Hastanenin kaygılarından hareket eden Kirklees konseyi , CZ’yi hastaneden eve götürecek oldukları günde anne ve babasından uzaklaştırılması için başvurdu.
O gün konsey mahkemeye defalarca, anne ve babanın ÇZ’ye büyükanne ve büyükbabasının bakması için götürülmesine izin verdiğini söyledi. Aslında, ebeveynlerin bu konuda hiçbir zaman böyle bir şey söylemediği ortaya çıktı. Daha sonra öğrendiklerinde “doğal olarak çok üzülmüşler”.
CZ anne ve babasından ayrılmış ve mahkemenin evine dönebileceğine karar vermesinden birkaç ay önceye kadar büyük anne ve büyük babasıyla birlikte yaşıyordu.
İnsan hakları bu aileye nasıl yardımcı oldu?
İngiltere’de, adil yargılanma ve özel ve aile hayatına saygı hakları, 1998 tarihli İnsan Hakları Yasası nedeniyle İngiliz mahkemelerinde kullanılabilen Avrupa İnsan Hakları Sözleşmesi (Madde 6 ve 8) tarafından korunmaktadır.
Aile yaşamına saygı gösterilmesi, özellikle yeni doğan çocukları ilgilendiren durumlarda önemlidir.Yerel Yönetimler, her ne sebeple olursa olsun, velileri –Bu durumda CZ’nin anne ve babası-çocuklara bakamayacakları zaman çocukların güvenliğini sağlamakla yükümlüdür.

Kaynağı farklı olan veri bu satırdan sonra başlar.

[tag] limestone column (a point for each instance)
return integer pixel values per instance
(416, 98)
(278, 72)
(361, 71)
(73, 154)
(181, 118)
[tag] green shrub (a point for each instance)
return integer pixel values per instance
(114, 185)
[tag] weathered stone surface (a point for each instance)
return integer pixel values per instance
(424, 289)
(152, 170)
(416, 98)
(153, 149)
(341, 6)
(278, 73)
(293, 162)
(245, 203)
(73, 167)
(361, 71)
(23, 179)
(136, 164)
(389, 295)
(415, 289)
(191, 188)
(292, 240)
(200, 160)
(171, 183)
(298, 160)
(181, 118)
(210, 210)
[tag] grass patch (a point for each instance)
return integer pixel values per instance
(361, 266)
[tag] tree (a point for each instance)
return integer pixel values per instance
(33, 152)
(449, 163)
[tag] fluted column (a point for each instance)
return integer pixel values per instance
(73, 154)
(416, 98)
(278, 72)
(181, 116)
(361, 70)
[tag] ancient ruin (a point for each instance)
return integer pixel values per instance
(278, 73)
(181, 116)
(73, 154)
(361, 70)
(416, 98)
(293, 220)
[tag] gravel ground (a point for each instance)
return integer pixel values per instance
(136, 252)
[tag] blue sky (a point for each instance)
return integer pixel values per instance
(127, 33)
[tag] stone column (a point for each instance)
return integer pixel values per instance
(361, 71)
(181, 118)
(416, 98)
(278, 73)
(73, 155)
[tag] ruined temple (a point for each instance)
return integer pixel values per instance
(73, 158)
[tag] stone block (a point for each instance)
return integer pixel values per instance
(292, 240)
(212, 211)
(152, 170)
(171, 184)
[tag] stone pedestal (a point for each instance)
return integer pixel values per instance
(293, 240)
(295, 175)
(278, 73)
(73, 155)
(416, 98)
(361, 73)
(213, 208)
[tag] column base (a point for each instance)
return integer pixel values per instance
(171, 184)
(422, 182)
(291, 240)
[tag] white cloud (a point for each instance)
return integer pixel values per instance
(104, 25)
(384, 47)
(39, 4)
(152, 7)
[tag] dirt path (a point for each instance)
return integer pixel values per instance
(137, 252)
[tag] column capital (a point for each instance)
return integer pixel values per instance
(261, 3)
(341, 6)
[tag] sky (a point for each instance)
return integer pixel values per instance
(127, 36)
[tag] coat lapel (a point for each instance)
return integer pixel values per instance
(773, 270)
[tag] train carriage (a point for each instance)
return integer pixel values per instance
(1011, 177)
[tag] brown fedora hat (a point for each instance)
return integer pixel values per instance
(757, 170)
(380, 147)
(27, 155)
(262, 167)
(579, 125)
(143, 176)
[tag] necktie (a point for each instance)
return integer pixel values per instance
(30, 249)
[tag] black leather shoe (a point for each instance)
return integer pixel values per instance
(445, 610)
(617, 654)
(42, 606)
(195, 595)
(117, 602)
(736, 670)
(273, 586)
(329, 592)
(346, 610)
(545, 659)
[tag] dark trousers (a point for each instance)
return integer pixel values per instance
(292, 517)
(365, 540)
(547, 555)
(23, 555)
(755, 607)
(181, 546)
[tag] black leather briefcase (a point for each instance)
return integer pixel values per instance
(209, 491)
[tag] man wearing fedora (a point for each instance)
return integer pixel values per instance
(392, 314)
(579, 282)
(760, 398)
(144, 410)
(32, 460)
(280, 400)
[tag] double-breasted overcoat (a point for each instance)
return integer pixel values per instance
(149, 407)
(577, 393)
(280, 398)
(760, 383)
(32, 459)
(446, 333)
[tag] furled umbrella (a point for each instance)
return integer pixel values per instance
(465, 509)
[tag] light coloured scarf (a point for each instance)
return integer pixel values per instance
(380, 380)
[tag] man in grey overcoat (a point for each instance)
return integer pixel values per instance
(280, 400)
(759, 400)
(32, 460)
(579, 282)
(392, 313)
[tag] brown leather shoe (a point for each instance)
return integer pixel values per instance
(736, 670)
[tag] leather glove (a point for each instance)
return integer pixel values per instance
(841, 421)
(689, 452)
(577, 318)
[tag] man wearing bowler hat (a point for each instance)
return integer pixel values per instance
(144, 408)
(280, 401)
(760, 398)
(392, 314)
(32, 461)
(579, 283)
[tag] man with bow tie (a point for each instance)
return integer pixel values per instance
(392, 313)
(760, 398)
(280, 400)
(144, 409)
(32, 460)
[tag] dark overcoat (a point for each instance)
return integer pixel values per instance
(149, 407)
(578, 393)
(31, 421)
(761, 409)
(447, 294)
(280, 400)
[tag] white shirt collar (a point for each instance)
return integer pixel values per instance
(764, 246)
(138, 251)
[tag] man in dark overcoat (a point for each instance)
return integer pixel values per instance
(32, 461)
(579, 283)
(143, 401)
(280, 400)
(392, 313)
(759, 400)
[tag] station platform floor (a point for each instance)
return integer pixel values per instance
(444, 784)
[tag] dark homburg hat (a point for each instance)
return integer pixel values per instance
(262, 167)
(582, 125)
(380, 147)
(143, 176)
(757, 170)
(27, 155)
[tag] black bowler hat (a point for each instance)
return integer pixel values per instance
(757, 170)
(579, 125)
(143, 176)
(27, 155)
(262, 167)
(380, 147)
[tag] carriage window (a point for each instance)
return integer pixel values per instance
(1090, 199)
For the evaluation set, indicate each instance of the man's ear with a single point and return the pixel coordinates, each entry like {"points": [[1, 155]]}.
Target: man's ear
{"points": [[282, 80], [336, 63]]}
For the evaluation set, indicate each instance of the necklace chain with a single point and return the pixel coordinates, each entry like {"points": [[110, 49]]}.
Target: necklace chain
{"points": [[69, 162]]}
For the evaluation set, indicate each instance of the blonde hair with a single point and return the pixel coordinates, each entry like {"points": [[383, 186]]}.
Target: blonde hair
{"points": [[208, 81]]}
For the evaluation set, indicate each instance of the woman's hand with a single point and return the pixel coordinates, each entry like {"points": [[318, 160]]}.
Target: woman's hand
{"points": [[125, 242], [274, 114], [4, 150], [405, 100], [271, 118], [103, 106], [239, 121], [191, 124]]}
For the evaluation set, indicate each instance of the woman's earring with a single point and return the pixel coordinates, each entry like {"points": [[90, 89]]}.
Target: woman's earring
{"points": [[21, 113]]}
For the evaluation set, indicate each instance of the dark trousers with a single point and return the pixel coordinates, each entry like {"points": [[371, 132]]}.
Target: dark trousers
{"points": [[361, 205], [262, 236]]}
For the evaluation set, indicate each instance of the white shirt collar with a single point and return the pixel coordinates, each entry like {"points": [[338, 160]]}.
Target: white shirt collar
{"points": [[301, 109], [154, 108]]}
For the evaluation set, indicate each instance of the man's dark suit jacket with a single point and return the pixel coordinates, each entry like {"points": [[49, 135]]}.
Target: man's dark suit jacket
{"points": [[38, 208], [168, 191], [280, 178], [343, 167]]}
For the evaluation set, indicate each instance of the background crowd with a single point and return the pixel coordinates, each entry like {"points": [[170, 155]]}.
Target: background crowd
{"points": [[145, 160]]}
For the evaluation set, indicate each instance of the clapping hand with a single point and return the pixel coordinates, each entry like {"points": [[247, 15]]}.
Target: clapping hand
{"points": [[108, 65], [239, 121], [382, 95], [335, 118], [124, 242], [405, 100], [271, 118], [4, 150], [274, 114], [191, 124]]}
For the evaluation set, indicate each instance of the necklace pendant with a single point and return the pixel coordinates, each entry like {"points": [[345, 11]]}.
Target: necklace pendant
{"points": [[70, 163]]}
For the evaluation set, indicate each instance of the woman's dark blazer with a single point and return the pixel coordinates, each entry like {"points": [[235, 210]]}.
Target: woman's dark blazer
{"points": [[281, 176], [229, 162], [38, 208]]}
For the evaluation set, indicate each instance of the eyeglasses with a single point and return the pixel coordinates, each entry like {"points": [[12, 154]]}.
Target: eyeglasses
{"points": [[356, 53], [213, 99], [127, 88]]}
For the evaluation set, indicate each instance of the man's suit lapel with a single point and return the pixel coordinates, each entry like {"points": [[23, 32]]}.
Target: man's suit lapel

Ancak Kirklees Konsey’in endişelerine rağmen, ailenin bebek maması ve şişe sterilizasyonu gibi konularda “alışılmadık görüşleri”, bebeklerinin bakımına engel olmadı. Yüksek Mahkemedeki Yargıç Cobb şöyle konuştu:
‘’ ÇZ’nin güvenliğinin sağlanması için hemen anne ve babasından ayrılmasını istemenin uygun bir dava olup olmadığı sorgulanabilir.’’
Hakim Cobb, Konseyin, CZ’yi “özellikle dehşet verici” olarak nitelendirdiğimiz anne babadan uzaklaştırma yönündeki girişimlerini onlara anlatmamasını ve mahkemeyi yanlış yönlendirmelerini şiddetle kınadı.
Bu dava, çocukları ve aileleri gereksiz ve kanunsuz sıkıntılardan korumak için neden insan haklarına ihtiyaç duyulduğunu göstermektedir. Neyse ki, bu rahatsız edici olaylar CZ’nin anne-babasının bakımında “gelişimine devam etmesiyle” son bulmuştur.Umarız Kirklees Konsey’inden aldığı tazminat ailenin iyileşmesi için yardımcı olur.